Novos estudos em cardiologia trouxeram descobertas importantes no manejo das arritmias, especialmente da fibrilação atrial.

🔹 Estudos recentes sugerem que nem todos os pacientes precisam manter anticoagulação por toda a vida após ablação bem-sucedida de fibrilação atrial, principalmente aqueles com baixo risco tromboembólico.

🔹 Mudanças no estilo de vida (controle de peso, pressão arterial, diabetes, apneia do sono, atividade física e redução de álcool) mostraram impacto significativo na redução de recorrência da arritmia.

🔹 Testes genéticos em pacientes com fibrilação atrial de início precoce podem identificar doenças cardíacas hereditárias e mudar a conduta clínica.

🔹 Novas tecnologias de estimulação do sistema de condução cardíaco podem reduzir mortalidade e insuficiência cardíaca quando comparadas ao marcapasso ventricular tradicional.

📌 Esses avanços reforçam que o tratamento das arritmias está evoluindo para uma abordagem mais personalizada, preventiva e baseada em mecanismos da doença.  

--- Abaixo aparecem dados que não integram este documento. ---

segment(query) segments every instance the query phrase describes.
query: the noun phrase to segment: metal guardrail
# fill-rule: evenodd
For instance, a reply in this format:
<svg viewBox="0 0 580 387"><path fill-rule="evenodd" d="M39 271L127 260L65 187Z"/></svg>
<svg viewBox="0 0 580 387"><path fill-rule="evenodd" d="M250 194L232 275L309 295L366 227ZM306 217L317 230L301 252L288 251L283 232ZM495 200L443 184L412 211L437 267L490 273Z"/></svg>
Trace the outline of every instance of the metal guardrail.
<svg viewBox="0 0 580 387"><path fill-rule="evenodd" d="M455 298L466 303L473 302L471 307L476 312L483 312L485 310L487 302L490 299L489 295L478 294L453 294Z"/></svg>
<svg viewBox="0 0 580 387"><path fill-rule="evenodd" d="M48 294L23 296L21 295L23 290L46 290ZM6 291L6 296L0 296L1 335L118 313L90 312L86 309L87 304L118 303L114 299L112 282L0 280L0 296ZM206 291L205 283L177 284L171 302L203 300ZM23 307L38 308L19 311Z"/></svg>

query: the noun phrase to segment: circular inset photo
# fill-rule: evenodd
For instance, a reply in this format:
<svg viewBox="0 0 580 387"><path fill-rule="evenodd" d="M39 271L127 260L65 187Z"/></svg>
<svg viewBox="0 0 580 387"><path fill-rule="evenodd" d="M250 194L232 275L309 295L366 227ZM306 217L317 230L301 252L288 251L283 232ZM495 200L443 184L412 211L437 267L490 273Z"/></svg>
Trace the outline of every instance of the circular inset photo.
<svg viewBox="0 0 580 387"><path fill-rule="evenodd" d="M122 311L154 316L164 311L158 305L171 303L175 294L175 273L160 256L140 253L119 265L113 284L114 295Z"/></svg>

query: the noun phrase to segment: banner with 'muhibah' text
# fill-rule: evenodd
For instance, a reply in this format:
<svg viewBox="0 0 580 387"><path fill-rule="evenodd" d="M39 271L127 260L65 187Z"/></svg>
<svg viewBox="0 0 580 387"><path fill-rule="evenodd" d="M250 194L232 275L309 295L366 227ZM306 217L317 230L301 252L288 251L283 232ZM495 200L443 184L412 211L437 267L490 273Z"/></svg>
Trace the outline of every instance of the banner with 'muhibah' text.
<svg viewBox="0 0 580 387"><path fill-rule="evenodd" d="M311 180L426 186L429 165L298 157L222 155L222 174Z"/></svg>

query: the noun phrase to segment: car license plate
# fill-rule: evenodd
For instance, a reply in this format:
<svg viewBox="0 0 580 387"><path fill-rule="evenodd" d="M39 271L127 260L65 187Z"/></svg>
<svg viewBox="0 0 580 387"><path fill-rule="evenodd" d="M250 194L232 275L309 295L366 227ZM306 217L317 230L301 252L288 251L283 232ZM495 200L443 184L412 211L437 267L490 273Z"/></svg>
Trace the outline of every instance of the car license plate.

Cardiomiopatia Hipertrófica

Na cardiomiopatia hipertrófica, identificar pacientes com maior risco de eventos cardiovasculares ainda é um desafio clínico importante.

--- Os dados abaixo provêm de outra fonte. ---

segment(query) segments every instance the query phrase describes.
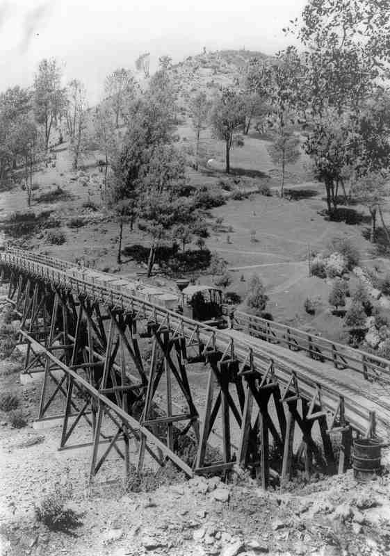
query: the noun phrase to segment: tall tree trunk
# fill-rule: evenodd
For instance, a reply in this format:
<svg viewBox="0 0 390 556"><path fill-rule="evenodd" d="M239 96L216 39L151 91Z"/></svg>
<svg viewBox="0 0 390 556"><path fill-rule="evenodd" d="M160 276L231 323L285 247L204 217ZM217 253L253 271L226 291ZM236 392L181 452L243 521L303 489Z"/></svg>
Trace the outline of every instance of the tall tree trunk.
<svg viewBox="0 0 390 556"><path fill-rule="evenodd" d="M200 141L200 128L198 127L196 133L196 147L195 147L195 170L199 170L199 143Z"/></svg>
<svg viewBox="0 0 390 556"><path fill-rule="evenodd" d="M153 265L154 264L154 258L156 256L156 245L154 242L150 246L150 251L149 252L149 259L147 259L147 277L149 278L152 275Z"/></svg>
<svg viewBox="0 0 390 556"><path fill-rule="evenodd" d="M123 236L123 216L120 217L120 220L119 222L119 243L117 247L117 263L118 265L122 264L122 238Z"/></svg>
<svg viewBox="0 0 390 556"><path fill-rule="evenodd" d="M383 229L386 234L386 238L387 238L387 241L390 243L390 234L389 233L389 229L387 228L387 226L386 225L386 224L384 223L384 220L383 220L383 213L382 212L382 208L380 206L380 204L378 204L377 208L379 211L379 215L380 216L380 221L382 222Z"/></svg>
<svg viewBox="0 0 390 556"><path fill-rule="evenodd" d="M341 187L343 188L343 195L344 195L344 201L346 202L346 204L348 204L348 197L347 197L347 192L346 191L346 185L344 183L344 180L341 178L340 182L341 183Z"/></svg>
<svg viewBox="0 0 390 556"><path fill-rule="evenodd" d="M326 189L326 204L327 205L327 212L328 214L330 215L332 214L332 204L331 204L331 197L330 197L330 183L327 180L325 181L325 189Z"/></svg>
<svg viewBox="0 0 390 556"><path fill-rule="evenodd" d="M230 145L226 142L226 173L230 174Z"/></svg>
<svg viewBox="0 0 390 556"><path fill-rule="evenodd" d="M370 241L371 243L375 243L375 232L376 232L376 220L377 220L377 208L370 208L370 214L371 215L371 230L370 232Z"/></svg>

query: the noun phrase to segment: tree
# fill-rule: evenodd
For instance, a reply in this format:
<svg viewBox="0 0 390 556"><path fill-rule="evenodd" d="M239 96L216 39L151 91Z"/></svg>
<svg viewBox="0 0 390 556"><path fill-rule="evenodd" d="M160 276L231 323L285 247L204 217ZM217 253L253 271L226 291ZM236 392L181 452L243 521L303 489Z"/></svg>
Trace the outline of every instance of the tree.
<svg viewBox="0 0 390 556"><path fill-rule="evenodd" d="M199 221L193 195L183 197L185 157L172 144L152 145L140 172L141 190L138 227L151 237L147 263L150 276L158 247L175 238L179 226Z"/></svg>
<svg viewBox="0 0 390 556"><path fill-rule="evenodd" d="M226 173L230 173L230 149L234 145L242 145L237 136L245 119L245 103L241 94L225 88L216 101L211 111L211 127L217 139L225 141Z"/></svg>
<svg viewBox="0 0 390 556"><path fill-rule="evenodd" d="M106 104L101 104L93 118L95 139L102 150L106 162L104 169L104 192L107 186L108 167L118 154L118 138L113 122L112 113Z"/></svg>
<svg viewBox="0 0 390 556"><path fill-rule="evenodd" d="M117 128L127 103L134 97L134 88L135 81L131 72L124 67L115 70L106 78L104 92L113 107Z"/></svg>
<svg viewBox="0 0 390 556"><path fill-rule="evenodd" d="M150 74L149 73L149 67L150 65L150 52L145 52L143 54L140 54L136 60L136 68L138 72L143 72L145 79L147 79Z"/></svg>
<svg viewBox="0 0 390 556"><path fill-rule="evenodd" d="M159 58L159 67L164 71L170 70L172 68L172 58L167 56L160 56Z"/></svg>
<svg viewBox="0 0 390 556"><path fill-rule="evenodd" d="M205 92L199 92L190 102L190 116L195 132L195 167L199 170L200 154L200 135L207 127L211 103Z"/></svg>
<svg viewBox="0 0 390 556"><path fill-rule="evenodd" d="M261 279L257 274L253 274L248 282L248 292L246 297L246 304L254 310L257 314L261 314L266 309L268 296L266 294Z"/></svg>
<svg viewBox="0 0 390 556"><path fill-rule="evenodd" d="M329 302L336 307L343 307L346 304L346 286L343 280L336 280L329 294Z"/></svg>
<svg viewBox="0 0 390 556"><path fill-rule="evenodd" d="M34 79L34 113L37 123L43 126L47 151L53 124L65 104L65 91L60 86L61 72L54 58L42 60Z"/></svg>
<svg viewBox="0 0 390 556"><path fill-rule="evenodd" d="M300 156L300 150L298 148L300 139L286 126L277 126L273 131L273 142L268 146L268 151L273 163L281 167L280 197L283 197L286 165L293 164Z"/></svg>
<svg viewBox="0 0 390 556"><path fill-rule="evenodd" d="M86 147L86 88L78 79L72 79L68 85L66 122L74 170L77 169L79 157Z"/></svg>
<svg viewBox="0 0 390 556"><path fill-rule="evenodd" d="M371 217L370 241L375 241L377 211L389 197L389 180L386 174L379 172L371 172L357 179L353 187L352 193L359 202L367 207ZM387 230L386 226L384 229ZM387 231L389 235L389 232ZM390 240L390 238L388 237Z"/></svg>
<svg viewBox="0 0 390 556"><path fill-rule="evenodd" d="M44 147L38 129L31 117L26 116L19 122L18 149L24 161L24 186L27 193L27 204L31 205L33 175L36 170Z"/></svg>

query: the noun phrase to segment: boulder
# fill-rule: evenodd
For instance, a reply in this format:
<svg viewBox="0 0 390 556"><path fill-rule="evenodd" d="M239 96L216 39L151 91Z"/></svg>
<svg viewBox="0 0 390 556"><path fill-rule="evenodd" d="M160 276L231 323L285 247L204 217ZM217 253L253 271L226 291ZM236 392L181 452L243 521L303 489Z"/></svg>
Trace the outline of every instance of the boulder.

Um estudo recente avaliou a integração de dois marcadores complementares:

Realce tardio pelo gadolínio (LGE) na ressonância cardíaca – marcador de fibrose miocárdica Strain longitudinal global do ventrículo esquerdo (GLS) – marcador de disfunção miocárdica subclínica

🔎 Principais achados do estudo (652 pacientes, seguimento médio de 7,4 anos):

Maior quantidade de fibrose (LGE elevado) esteve associada a mais eventos cardiovasculares. GLS reduzido também foi relacionado a pior prognóstico. Pacientes com LGE alto + GLS baixo apresentaram o maior risco de eventos, incluindo morte cardiovascular, eventos relacionados à morte súbita e hospitalização por insuficiência cardíaca.

📊 Conclusão:

A combinação de LGE e GLS melhora a estratificação de risco na cardiomiopatia hipertrófica, permitindo identificar pacientes com maior probabilidade de eventos cardiovasculares.

💡 Mensagem prática:

Avaliar estrutura (fibrose) e função miocárdica (strain) de forma integrada pode refinar a avaliação prognóstica desses pacientes.

Prolapso da valva mitral

🫀 PROLAPSO DA VALVA MITRAL (PVM):

nem sempre é benigno

O PVM é uma condição heterogênea. Embora muitos pacientes tenham evolução favorável, um subgrupo apresenta maior risco de arritmias ventriculares e morte súbita.

🔎 Fenótipos principais

• Doença de Barlow → folhetos espessos, redundantes, multissegmentares

• Deficiência fibroelástica → folhetos e cordas finos, maior risco de ruptura

• Fendas mitrais podem agravar a regurgitação

⚠️ Disjunção Anular Mitral (MAD)

✔️ MAD verdadeiro: separação do anel mitral visível em sístole e diástole

✔️ Associado a maior risco arrítmico

❌ Pseudo-MAD: efeito óptico por folhetos volumosos

❤️ Marcadores de risco arrítmico

• Prolapso bivalvar

• Folhetos longos e redundantes

• MAD > 8,5 mm

• Fibrose miocárdica na RM (LGE), especialmente em parede inferolateral ou músculos papilares

📈 Sinais ecocardiográficos importantes

• Sinal de Pickelhaube (Doppler tecidual)

• Curling da base do VE na sístole

• Dispersão mecânica ao strain

🧠 Mensagem-chave

PVM não é uma única doença.

A avaliação integrada com ecocardiografia avançada, ECG e RM cardíaca é fundamental para identificar pacientes de alto risco arrítmico e orientar seguimento individualizado.

📚 Imagem cardíaca salva vidas quando bem interpretada.